DG: I find myself thinking of the development of human culture through two basic patterns, the nomadic and the settled. Urban settings combine both -- substituting the motorized vehicle for the horse, the concrete and asphalt jungle for plains and forests, the yard for the field and the grocery store for the silo and cellar.
AM: Instead of using tools that create regular marks, how about thinking in terms of seed broadcast vehicles, something based on organic/biological models, like microbes, insects, animals, wind...
DG: Or pedestrians? I like the idea and image of combining wanderer with planter.

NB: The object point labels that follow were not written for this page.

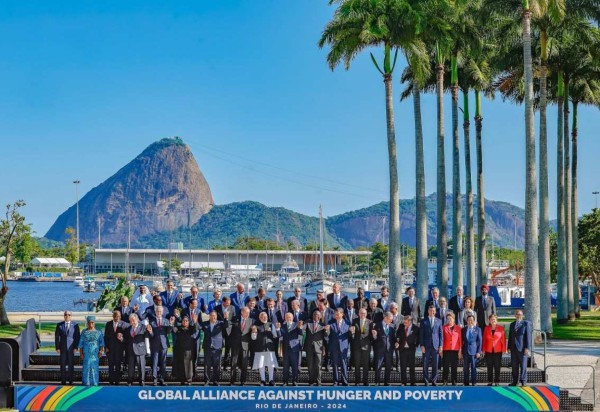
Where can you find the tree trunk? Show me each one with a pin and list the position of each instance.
(422, 270)
(544, 247)
(562, 309)
(481, 236)
(532, 285)
(442, 220)
(567, 199)
(470, 238)
(394, 240)
(457, 250)
(575, 216)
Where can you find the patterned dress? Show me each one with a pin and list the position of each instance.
(91, 341)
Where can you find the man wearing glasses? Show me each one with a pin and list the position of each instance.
(66, 342)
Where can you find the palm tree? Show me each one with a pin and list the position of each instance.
(391, 24)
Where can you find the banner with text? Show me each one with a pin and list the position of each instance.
(251, 399)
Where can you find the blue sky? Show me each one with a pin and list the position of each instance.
(87, 85)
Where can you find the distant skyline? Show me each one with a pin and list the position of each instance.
(86, 86)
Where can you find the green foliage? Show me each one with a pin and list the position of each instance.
(111, 298)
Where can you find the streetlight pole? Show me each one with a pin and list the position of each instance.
(76, 182)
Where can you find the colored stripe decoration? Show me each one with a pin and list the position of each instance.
(531, 398)
(53, 398)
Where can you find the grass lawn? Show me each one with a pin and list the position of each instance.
(585, 328)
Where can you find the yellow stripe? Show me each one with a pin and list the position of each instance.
(536, 397)
(56, 397)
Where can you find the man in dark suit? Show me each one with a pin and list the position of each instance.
(239, 338)
(520, 344)
(213, 345)
(290, 333)
(135, 336)
(432, 342)
(336, 299)
(361, 347)
(313, 345)
(338, 331)
(301, 300)
(66, 341)
(485, 305)
(411, 306)
(471, 350)
(457, 301)
(114, 346)
(407, 341)
(360, 301)
(159, 345)
(384, 340)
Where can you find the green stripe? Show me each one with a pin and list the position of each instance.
(514, 397)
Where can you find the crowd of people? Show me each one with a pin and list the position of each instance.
(335, 332)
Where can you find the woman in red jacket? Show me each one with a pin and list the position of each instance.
(452, 347)
(494, 345)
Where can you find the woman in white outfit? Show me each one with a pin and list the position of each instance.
(262, 334)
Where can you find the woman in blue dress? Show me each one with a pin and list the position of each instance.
(91, 346)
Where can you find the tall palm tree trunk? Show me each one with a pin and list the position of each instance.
(575, 216)
(442, 220)
(457, 272)
(532, 285)
(567, 200)
(422, 271)
(470, 238)
(562, 310)
(544, 247)
(481, 236)
(394, 241)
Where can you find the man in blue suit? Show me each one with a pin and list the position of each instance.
(519, 345)
(239, 298)
(213, 345)
(66, 341)
(471, 350)
(291, 344)
(338, 331)
(159, 345)
(432, 342)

We could exploit cracks in the urban armor, plant gardens in bits of neglected urban space, invite walkers, at least, to relate to the earth under our feet, the ground of being.

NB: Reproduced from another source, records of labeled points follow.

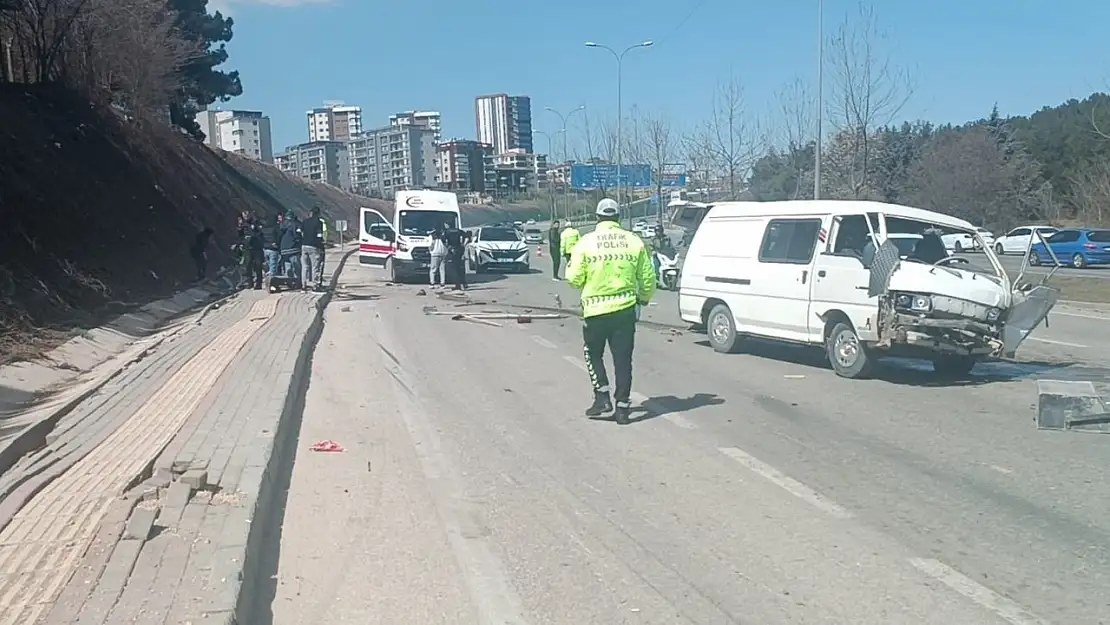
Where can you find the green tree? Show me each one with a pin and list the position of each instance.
(202, 83)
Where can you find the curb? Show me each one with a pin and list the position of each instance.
(251, 601)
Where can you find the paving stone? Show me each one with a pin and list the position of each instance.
(197, 479)
(140, 524)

AM: We can restore human scale to making marks on the land. A small step.
Walking In Birdland, a neighborhood in San Diego, is a project which has to do with being present, paying attention to the details of local reality. It’s a kind of spiritual art practice, or an artistic spiritual practice, that helps balance a life spent predominantly in abstraction and cyber realities. On daily walks I compose haiku-like poems about the neighborhood and the day, which eventually migrate into artist’s books. Haiku is a form of short poem that originated in Japan. Since Birdlland was built in the 50s, I use the 17-syllable format that characterized haiku in English mid-20th century. Click on View Gallery to see more of the poems, plus images of Birdland.
on a footlong twist
of birdseed five small chirping
yellow finches perch
toddler in a small
blue helmet runs 'til it falls
off. Do it again!
the house with the shrine
to the fallen Marine has
the cleanest autos
red sycamore leaves
little cold flames crackling on
autumn's darkened hearth
my neighbor throws nets
of light over her bushes
The Poetry OracleTM gives tarot readings. Seekers ask the oracle a question and then draw six color-coded cards from the Poem TarotTM deck. The six cards each contain one word, plus collaged images, that can be used to reflect an oracular poetic light on the question of the moment.